# print multiple columns in excel on one page



## sjkuch (Nov 16, 2002)

how do you print multiple columns on one page from an excel worksheet like you would from an access table?


----------



## jbcalg (Oct 29, 2001)

set the print range to want you want to print

view
page break preview
- the blue lines show where the page breaks are, drag them up/down and/or left/right to get what you want

OR

highlight and drag the mouse so all the rows/columns are included/highlighted
file, print area, set print area

you can also influence the amount and look of the data through file, page setup by adjusting the margins, header & footer etc

edit: just reread your question
if you want to print non sequential columns (ie a, c,d, and f) then you'd either have to move the columns next to each other, or hide the columns through format, column, hide - hidden columns do not print


----------



## sjkuch (Nov 16, 2002)

Thank you for taking the time to reply, but what I am trying to do is print columns A, B, and C 2 or more times on a single sheet of paper.
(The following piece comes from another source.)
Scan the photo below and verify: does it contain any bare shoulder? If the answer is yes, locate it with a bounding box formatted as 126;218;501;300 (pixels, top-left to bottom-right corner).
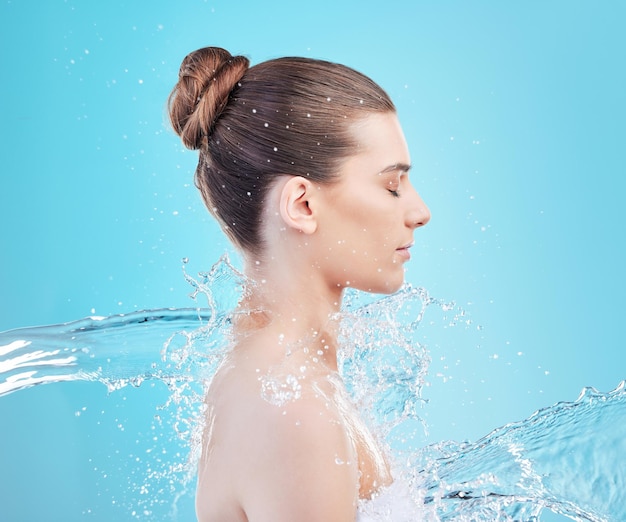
201;340;359;522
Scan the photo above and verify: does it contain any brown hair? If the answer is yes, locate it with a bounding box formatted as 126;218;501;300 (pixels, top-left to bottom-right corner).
168;47;395;253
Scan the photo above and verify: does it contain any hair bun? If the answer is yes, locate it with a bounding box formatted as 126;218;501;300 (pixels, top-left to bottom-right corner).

This is because the total width of the 3 columns is 2.5 inches and printing one set of these columns wastes lots of paper.


----------



## jbcalg (Oct 29, 2001)

ok, let's see if i got it this time

you have 3 long columns - A, B, C - which exceed the length of the page
so you want to print as much of each column down the page, then continue printing at the top of the page but moved to the right to use the full width of the page (about 3 sets of the 3 columns)

A B C A B C etc?

the only way i can think of is to set the page to 100% using the file, page setup function

then see what row is the break point using the view, page break preview function

then cut the 3 columns at rowX the same number of rows and paste it over in column E, F, G (using column D as a spacer)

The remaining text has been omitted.